« Un évènement historique oublié. » Ces mots ont été utilisés hier par le quotidien chinois publié en anglais, Global Times, pour décrire le massacre de la place Tiananmen.

Le pire, c’est que c’est vrai. La répression sanglante orchestrée par le régime chinois dans la nuit du 3 au 4 juin 1989 a été complètement occultée en Chine, où la liberté d’expression est strictement encadrée.

On a imposé l’oubli. Et ça semble hélas avoir plutôt bien fonctionné. D’où l’importance, ici et partout ailleurs à l’extérieur des frontières chinoises, de commémorer l’évènement. Il s’agit d’un devoir de mémoire crucial.

Se souvenir de cet évènement est non seulement nécessaire, c’est aussi fort utile. Parce que, pour paraphraser Churchill, regarder dans le passé nous permet de mieux voir l’avenir.

Et tant le massacre que la réaction de la communauté internationale par la suite aident à mieux comprendre l’attitude de la Chine au cours des dernières décennies et, jusqu’à un certain point, à prédire où elle va.

Hier, à l’Université Concordia, dans le cadre de la conférence Montréal #DroitsHumains, on avait invité l’un des manifestants qui étaient sur la place Tiananmen en 1989, Yang Jianli. Il n’a (inexplicablement) pas pu obtenir de visa pour entrer au Canada, mais le directeur de l’Institut montréalais d’études sur les génocides et les droits de la personne, Kyle Matthews, a lu l’intervention qui devait être livrée de vive voix par le dissident.

Selon Yang Jianli, depuis 1949, « les leaders du Parti communiste chinois sont obsédés par l’idée de se maintenir au pouvoir ainsi que par la stabilité intérieure et ils sont paranoïaques quant à la création de factions, les mouvements séparatistes et toute dissidence ».

C’est pourquoi le sang a coulé en 1989. Certains politiciens chinois ont voulu mettre de l’eau dans leur vin et entamer des pourparlers avec les étudiants — cette position était celle du secrétaire général du parti, Zhao Ziyang —, mais ce sont en fin de compte les tenants de la ligne dure qui ont gagné.

En raison de l’opacité du régime, il est impossible de savoir combien de personnes sont mortes dans la nuit du 3 au 4 juin 1989. Des centaines, voire des milliers. On sait cependant que tous les espoirs de changement des jeunes Chinois ont été, eux, anéantis.

Les démocraties se sont indignées, oui, évidemment, mais pas si vigoureusement en fin de compte.
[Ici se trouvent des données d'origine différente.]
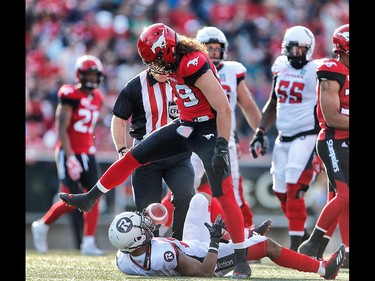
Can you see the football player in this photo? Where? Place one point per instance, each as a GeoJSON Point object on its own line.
{"type": "Point", "coordinates": [202, 252]}
{"type": "Point", "coordinates": [203, 127]}
{"type": "Point", "coordinates": [76, 116]}
{"type": "Point", "coordinates": [291, 107]}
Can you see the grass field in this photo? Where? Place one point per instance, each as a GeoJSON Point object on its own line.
{"type": "Point", "coordinates": [70, 266]}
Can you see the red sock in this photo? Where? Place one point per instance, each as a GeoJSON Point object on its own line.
{"type": "Point", "coordinates": [282, 199]}
{"type": "Point", "coordinates": [216, 210]}
{"type": "Point", "coordinates": [91, 220]}
{"type": "Point", "coordinates": [234, 222]}
{"type": "Point", "coordinates": [205, 187]}
{"type": "Point", "coordinates": [335, 207]}
{"type": "Point", "coordinates": [291, 259]}
{"type": "Point", "coordinates": [344, 226]}
{"type": "Point", "coordinates": [119, 171]}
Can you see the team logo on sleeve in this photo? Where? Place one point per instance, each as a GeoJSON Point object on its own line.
{"type": "Point", "coordinates": [168, 256]}
{"type": "Point", "coordinates": [160, 43]}
{"type": "Point", "coordinates": [193, 62]}
{"type": "Point", "coordinates": [330, 64]}
{"type": "Point", "coordinates": [173, 110]}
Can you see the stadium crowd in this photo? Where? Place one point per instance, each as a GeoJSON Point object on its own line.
{"type": "Point", "coordinates": [59, 31]}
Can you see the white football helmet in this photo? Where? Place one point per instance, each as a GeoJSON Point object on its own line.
{"type": "Point", "coordinates": [298, 36]}
{"type": "Point", "coordinates": [211, 34]}
{"type": "Point", "coordinates": [131, 230]}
Ce qui a eu pour effet de doucher les espoirs des manifestants et de consolider le régime en place.

Trois décennies plus tard, ce régime n’a pas dévié de sa trajectoire. 

L’actuel président, Xi Jinping, dirige le pays d’une main de fer (la répression à laquelle font face les Ouïgours, qui a aussi été dénoncée hier à Montréal, en est un exemple extrême) et se donne les outils pour accentuer encore un peu plus l’emprise de l’État sur la population.

On est en train de mettre à profit les nouvelles technologies afin d’améliorer le dispositif de surveillance de masse, notamment à l’aide d’un système de points pour évaluer les citoyens et d’instruments de reconnaissance faciale, qui semblent tout droit sortis de l’imagination de George Orwell.

Ce modèle suscite l’inquiétude, à juste titre. Pourtant, il a la cote ces jours-ci. Les citoyens des démocraties occidentales ont le moral dans les talons et critiquent leurs dirigeants et leurs institutions (on peut heureusement se le permettre lorsqu’on vit sous un régime démocratique !).

PHOTO CHIANG YING-YING, ASSOCIATED PRESS

Des touristes chinois marchent devant des ballons reproduisant la célèbre scène, samedi dernier
à Taipei, Taiwan.

Cela renforce encore un peu plus la légitimité du modèle chinois aux yeux de ses promoteurs, alors que la croissance demeure au rendez-vous et que le pays dispute aux États-Unis le titre de première puissance économique mondiale.

De quoi donner raison au Global Times qui, citant l’amélioration rapide du niveau de vie en Chine et évoquant « l’incident de Tiananmen », a aussi soutenu hier que « l’immunité de la Chine contre tout trouble politique à l’avenir » a grandement augmenté.